On November 4, 1842, Abraham Lincoln who was still struggling to make a name for himself as lawyer marries Mary Anne Todd who hails from Kentucky. They tied the knot in Springfield, Illinois, right at the home of the bride’s sister.
Mary Todd, fondly called as Molly, was born with a silver spoon – her parents were rich according to social standards. She was privileged to have been educated in an all-girls school where she shone in the fields of cultural studies and the arts. Her father mingled with politicians – his interest in politics were passed down to his daughter, Molly.
When Molly turned 21, she met Lincoln who was 31 at that time. Unlike Molly, Lincoln did not come from a rich family but she fell in love with him nonetheless and accepted his marriage proposal despite her family’s objections to his poverty and lack of political interest. However, early in 1841, Lincoln for no apparent reason broke up with Molly. The breakup lasted until 1842 but some reports imply that they have already been reunited earlier but chose to keep their relationship a secret. Whether this was true or not no longer mattered since they went on ahead with their plans to get married on November 4 that same year.
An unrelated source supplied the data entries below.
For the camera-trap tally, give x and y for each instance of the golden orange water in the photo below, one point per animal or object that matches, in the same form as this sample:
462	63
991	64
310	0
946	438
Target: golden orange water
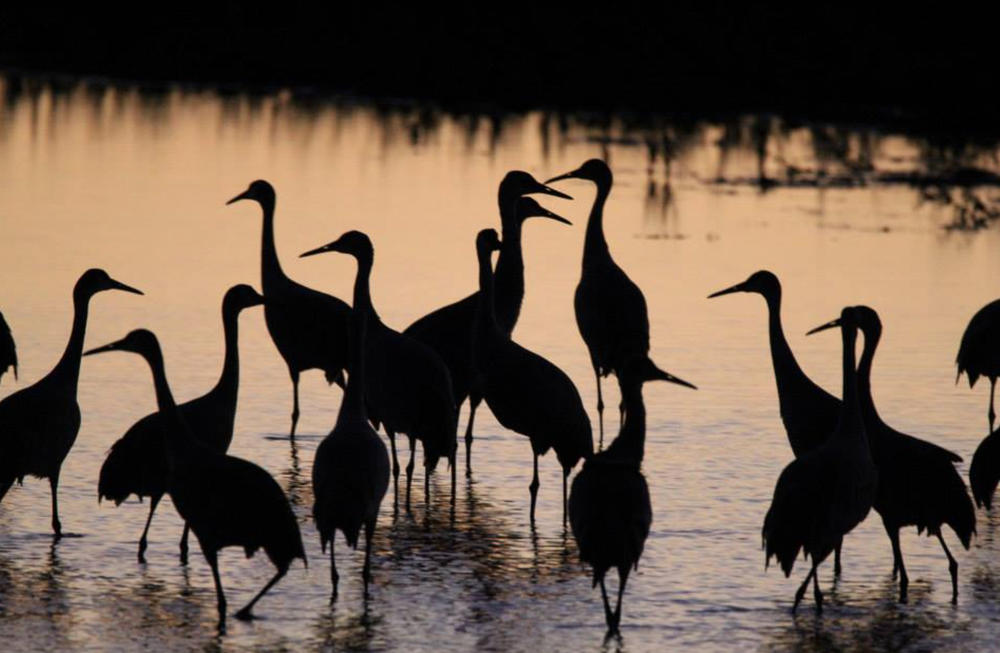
136	184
Mary Todd proved to be the best partner to her husband Lincoln. From his position in the Illinois government, he went on to become one of the most compelling political orators who spoke bravely on the subject of slavery which was considered a controversial issue at that time. It can be recalled that the southern part of the nation were pro-slavery including Kentucky, the state where Mary Todd came from. Because of Mary Todd’s obvious support for her husband, she was labeled a traitor by the people from Kentucky. Lincoln on the other hand received death threats from those who supported slavery. When Civil war came, most of Mary’s male family members served in the Confederate where they were killed, a tragic event that made her feel estranged. It didn’t also help that newspapers and social circles accused her of influencing Lincoln’s political appointments. One reporter even went as far as to suspect Mary Todd for the president’s deteriorating health which caused him to have hallow cheeks and a skinny body. However, his symptoms were similar to that of a patient suffering from Marfan’s disease. Some speculated that the reason for his ailing health was connected to the challenge of leading a divided nation.
When their 11-year-old son Willie died in 1862, Lincoln became anxious as he witnessed Mary Todd suddenly fall ill and develop erratic behaviors. A head injury from a carriage accident that happened in 1863 caused her to have migraine headaches. Biographers and scholars have reason to believe the president’s wife was suffering from depression and anxiety and also suspected that the president himself was likewise depressed. The threats that began as he rose in politics persisted until one day in April 14, 1865, Lincoln was finally assassinated while Mary Todd was sitting next to him at Ford’s Theater in Washington, D.C. With her son and husband dead, Mary Todd started to believe in the spirit realm and that it was possible to communicate with the dead.
The death of Lincoln forced her to petition for a window’s pension in Congress. In 1871, she lost her son Tad which almost drove her crazy, forcing her son Robert to have her admitted in a mental institution. She had two attempted suicides before Mary Todd was handed over to the custody of her sister Elizabeth. They lived together in the Springfield, Illinois (the resting place of Lincoln and her son). She died at the age of 63 in 1882.